By Andrew McClure, Daily Arts Writer
Published October 1, 2012
Sometimes, bad cinema is better appraised when reassigned to a new genre. A slasher-horror film, for example, is egregious in and of itself, but as a farcical comedy it’s a possible blockbuster hit. Dramas, good on their own, can transform into far-fetched melodrama when they take themselves too seriously.
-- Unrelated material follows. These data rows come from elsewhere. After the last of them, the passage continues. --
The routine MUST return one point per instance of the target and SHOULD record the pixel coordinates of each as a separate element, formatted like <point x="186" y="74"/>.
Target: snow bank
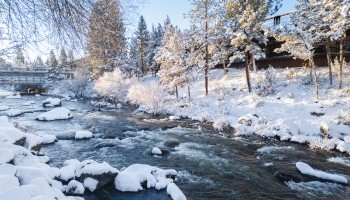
<point x="3" y="108"/>
<point x="83" y="134"/>
<point x="55" y="114"/>
<point x="13" y="112"/>
<point x="307" y="170"/>
<point x="175" y="192"/>
<point x="52" y="102"/>
<point x="130" y="179"/>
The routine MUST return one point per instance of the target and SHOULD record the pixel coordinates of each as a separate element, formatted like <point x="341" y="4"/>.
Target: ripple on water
<point x="315" y="189"/>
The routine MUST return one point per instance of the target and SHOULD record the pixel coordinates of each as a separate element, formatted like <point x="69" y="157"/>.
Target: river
<point x="210" y="164"/>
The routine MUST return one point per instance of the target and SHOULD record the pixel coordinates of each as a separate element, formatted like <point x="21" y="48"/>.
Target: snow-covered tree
<point x="106" y="36"/>
<point x="142" y="36"/>
<point x="19" y="59"/>
<point x="301" y="36"/>
<point x="173" y="59"/>
<point x="63" y="59"/>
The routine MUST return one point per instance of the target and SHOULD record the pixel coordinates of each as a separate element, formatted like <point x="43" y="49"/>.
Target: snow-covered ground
<point x="282" y="105"/>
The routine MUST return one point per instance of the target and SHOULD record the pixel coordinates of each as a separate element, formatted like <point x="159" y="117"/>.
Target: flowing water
<point x="210" y="164"/>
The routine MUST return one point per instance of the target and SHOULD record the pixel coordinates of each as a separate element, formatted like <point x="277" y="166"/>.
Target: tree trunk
<point x="206" y="48"/>
<point x="247" y="70"/>
<point x="341" y="64"/>
<point x="329" y="59"/>
<point x="313" y="67"/>
<point x="189" y="93"/>
<point x="176" y="92"/>
<point x="224" y="66"/>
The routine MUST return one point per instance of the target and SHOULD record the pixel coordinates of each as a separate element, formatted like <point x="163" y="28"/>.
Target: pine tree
<point x="19" y="59"/>
<point x="106" y="36"/>
<point x="63" y="60"/>
<point x="142" y="36"/>
<point x="173" y="59"/>
<point x="246" y="20"/>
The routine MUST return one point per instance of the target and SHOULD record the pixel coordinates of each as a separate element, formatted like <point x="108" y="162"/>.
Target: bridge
<point x="24" y="79"/>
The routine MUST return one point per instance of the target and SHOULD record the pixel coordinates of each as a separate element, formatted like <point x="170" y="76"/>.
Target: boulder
<point x="103" y="173"/>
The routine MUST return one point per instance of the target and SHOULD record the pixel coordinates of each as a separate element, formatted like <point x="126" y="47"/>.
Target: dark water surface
<point x="210" y="165"/>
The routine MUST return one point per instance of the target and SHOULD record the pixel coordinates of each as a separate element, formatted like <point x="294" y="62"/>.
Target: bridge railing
<point x="22" y="80"/>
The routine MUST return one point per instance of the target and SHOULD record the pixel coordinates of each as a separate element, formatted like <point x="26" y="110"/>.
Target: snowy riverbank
<point x="289" y="112"/>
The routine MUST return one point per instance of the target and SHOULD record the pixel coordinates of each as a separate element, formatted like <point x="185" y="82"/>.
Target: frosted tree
<point x="19" y="59"/>
<point x="106" y="36"/>
<point x="173" y="59"/>
<point x="246" y="20"/>
<point x="301" y="36"/>
<point x="155" y="42"/>
<point x="63" y="59"/>
<point x="339" y="28"/>
<point x="142" y="36"/>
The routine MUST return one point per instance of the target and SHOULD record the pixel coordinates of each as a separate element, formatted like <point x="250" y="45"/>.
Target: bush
<point x="113" y="85"/>
<point x="149" y="96"/>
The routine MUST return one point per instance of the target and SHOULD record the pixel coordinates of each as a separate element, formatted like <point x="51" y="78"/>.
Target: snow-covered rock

This identity crisis perfectly typifies “House at the End of the Street,” a pathetic middle school production with bad makeup, bad dialogue and bad everything else.
House at the End of the Street
At Quality 16 and Rave
Director Mark Tonderai’s (“Hush”) sophomoric effort surely doesn’t reflect his fourteen years in “the game.” Once upon a time, mommy (played without color by Elisabeth Shue, “Leaving Las Vegas”) and daughter Elissa (a brainless Jennifer Lawrence, “The Hunger Games”) move into a new house, conveniently next door to a murder-cursed cabin. Unsupported by any motivation, Elissa befriends the surviving son Ryan (played vapidly by Max Thieriot, “Chloe”) whose parents were allegedly slayed by his deranged younger sister.
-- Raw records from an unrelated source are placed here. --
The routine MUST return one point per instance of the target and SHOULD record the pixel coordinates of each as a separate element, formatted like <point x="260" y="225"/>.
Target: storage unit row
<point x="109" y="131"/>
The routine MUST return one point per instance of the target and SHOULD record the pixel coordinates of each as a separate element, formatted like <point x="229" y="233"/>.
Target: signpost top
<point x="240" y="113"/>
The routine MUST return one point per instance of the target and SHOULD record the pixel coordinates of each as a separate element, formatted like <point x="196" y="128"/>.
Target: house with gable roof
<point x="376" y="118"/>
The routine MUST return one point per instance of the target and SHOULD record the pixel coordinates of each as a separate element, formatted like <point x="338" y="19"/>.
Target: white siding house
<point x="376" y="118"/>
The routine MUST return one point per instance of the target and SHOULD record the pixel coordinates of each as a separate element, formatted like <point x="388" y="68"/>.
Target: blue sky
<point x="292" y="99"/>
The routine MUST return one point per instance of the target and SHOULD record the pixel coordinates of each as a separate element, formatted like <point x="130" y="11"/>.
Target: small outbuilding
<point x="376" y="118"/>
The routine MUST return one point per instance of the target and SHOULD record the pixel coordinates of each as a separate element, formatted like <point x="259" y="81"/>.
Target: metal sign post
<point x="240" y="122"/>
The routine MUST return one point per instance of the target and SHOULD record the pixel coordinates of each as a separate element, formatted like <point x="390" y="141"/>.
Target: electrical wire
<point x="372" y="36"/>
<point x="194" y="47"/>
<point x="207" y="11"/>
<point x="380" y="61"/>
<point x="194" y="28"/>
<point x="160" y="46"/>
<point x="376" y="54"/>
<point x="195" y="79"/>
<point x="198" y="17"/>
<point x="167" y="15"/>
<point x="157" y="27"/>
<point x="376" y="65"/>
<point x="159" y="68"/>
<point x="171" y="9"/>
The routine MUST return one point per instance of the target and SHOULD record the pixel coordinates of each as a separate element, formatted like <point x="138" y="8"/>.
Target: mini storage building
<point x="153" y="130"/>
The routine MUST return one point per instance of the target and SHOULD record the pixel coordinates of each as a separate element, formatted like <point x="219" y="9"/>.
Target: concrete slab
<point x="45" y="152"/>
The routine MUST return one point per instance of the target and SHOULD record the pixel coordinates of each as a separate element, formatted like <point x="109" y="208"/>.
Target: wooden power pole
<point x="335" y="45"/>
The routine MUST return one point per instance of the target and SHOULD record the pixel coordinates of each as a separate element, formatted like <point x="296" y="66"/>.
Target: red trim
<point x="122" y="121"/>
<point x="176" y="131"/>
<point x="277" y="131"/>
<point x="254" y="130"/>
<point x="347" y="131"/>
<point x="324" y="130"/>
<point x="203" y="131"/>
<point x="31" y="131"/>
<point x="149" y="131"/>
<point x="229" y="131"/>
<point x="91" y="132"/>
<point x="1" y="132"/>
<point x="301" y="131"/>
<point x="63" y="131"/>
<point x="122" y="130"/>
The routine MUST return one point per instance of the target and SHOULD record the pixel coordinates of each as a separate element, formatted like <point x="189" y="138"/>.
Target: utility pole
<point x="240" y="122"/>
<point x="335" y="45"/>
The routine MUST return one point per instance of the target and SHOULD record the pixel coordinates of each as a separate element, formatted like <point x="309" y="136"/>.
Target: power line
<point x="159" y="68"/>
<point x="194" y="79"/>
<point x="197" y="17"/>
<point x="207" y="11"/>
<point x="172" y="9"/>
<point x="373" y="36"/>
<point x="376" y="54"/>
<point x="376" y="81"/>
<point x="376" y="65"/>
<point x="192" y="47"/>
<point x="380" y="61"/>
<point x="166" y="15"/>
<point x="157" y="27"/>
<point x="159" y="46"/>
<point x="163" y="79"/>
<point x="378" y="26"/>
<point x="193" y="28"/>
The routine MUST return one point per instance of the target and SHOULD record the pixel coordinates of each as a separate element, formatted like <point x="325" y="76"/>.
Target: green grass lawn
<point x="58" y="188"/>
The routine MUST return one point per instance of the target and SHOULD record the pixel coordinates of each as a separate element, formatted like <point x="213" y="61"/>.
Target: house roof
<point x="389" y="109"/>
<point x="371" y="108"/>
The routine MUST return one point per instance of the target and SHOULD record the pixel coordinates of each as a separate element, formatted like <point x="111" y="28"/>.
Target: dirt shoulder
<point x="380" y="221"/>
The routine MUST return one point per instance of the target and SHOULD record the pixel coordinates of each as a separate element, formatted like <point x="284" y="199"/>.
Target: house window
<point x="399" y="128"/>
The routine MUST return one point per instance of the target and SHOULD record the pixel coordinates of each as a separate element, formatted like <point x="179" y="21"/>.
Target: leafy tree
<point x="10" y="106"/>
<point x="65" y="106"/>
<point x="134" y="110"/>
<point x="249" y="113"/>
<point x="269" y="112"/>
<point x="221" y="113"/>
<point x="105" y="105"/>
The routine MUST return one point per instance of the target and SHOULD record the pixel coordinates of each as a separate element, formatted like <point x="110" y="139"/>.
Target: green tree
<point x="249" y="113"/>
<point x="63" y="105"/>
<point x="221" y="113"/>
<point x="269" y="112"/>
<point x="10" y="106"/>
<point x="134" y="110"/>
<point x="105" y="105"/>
You can probably fill in the blanks yourself.
The plot complicates itself for the better when things aren’t what they seem — the only problem is the climax comes far too late in the film. All the twists and turns arrive spoiled (and fifteen minutes before the credits roll). This is when smart viewers begin to question that suspiciously succinct IMDB description or that kinda-spooky official theatrical trailer. “House” brims with those moments when something (or everything) is left to be desired. It simply isn’t up-to-snuff in terms of unfolding the plot without thieving previous just-as-bad slasher movies.
A cast of actors contracted mainly from the D-list complements a hackneyed plot. Shame on scriptwriter David Loucka for laying an egg on this one, but it doesn’t equate to the hilarious portrayals of Elissa’s stoner emo-friend, the concerned cop or Ryan himself. Elissa’s friend optimizes her small amount of screen time with juvenile eye-rolling and a gaping mouth. The cop’s only motivation to help out mommy is to hop inside her pants — as a result, his empathic eyebrow-raising and constant consoling makes us sick.
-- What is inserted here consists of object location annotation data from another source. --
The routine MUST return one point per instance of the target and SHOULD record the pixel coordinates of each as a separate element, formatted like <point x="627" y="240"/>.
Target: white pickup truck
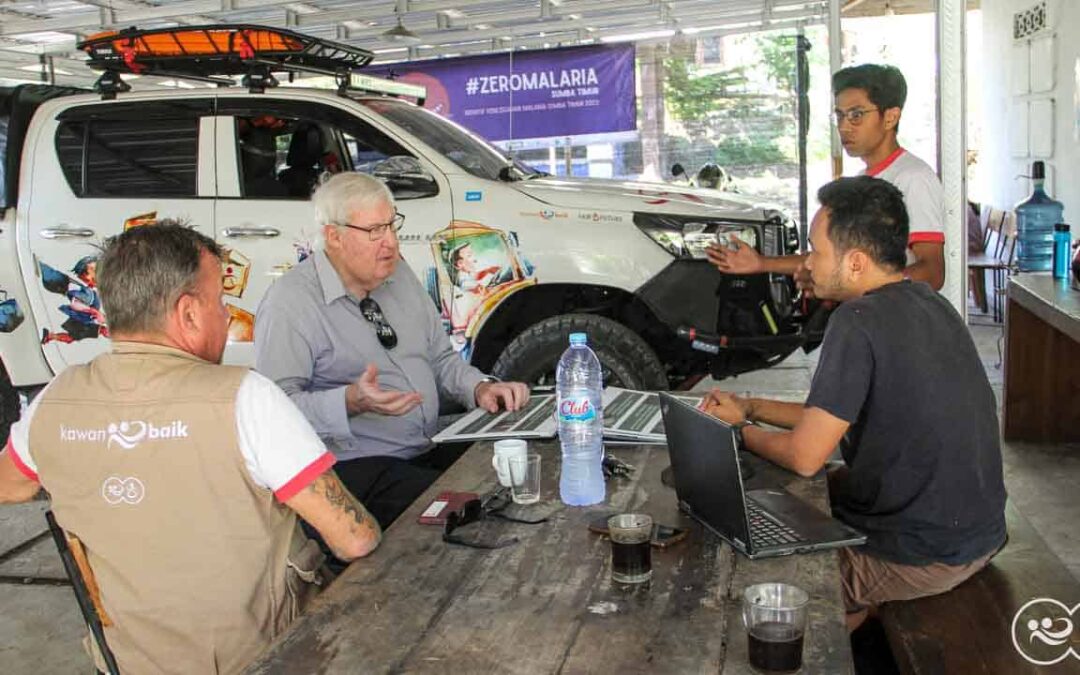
<point x="514" y="259"/>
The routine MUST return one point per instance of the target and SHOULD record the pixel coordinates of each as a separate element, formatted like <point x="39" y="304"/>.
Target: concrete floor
<point x="41" y="631"/>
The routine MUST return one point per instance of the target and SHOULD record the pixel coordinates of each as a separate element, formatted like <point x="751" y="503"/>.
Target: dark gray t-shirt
<point x="923" y="450"/>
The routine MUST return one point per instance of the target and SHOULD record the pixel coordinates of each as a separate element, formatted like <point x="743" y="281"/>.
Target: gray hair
<point x="144" y="271"/>
<point x="336" y="200"/>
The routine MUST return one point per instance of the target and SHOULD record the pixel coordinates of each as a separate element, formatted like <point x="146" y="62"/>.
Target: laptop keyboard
<point x="766" y="531"/>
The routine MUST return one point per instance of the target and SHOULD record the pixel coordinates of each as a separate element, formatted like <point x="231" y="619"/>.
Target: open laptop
<point x="759" y="523"/>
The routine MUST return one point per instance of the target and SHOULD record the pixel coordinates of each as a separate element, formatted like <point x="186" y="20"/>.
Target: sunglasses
<point x="383" y="331"/>
<point x="476" y="510"/>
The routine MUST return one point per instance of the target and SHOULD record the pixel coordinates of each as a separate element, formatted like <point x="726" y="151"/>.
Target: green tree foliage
<point x="697" y="98"/>
<point x="779" y="59"/>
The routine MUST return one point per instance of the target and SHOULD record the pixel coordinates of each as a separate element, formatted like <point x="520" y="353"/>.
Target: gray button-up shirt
<point x="311" y="338"/>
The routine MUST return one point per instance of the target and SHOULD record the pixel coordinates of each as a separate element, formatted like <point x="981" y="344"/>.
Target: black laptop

From Ryan’s introduction, he’s painted as a taciturn, sweethearted softie with a dark past. Throughout, he holds true to his two-word-maximum response template. Ryan has exactly one not-depressing line: “Thank you for dinner.” The rest, from start to finish, relates to his slaughtered family, his passion for writing at 4 a.m., or how his mom was a crack whore. He’s the kid who got picked on in high school for being “weird.” Unfortunately, in this case, the bullies aren’t reprehensible.
“House” speaks poorly on behalf of all movies, but probably speaks fairly on behalf of movies of its kind — you know, the shitty horror flicks that only draw audiences because of a topless co-ed scene or two. Had the studios decided to spin “House” as a comedic offering, it would’ve shined by leaps and bounds. It has all the makings: a mysterious McDreamy, painfully stupid surrounding characters and a rebellious heroine. Dave Chappelle may have slept through auditions, but boy — he would’ve made quite a splash in this.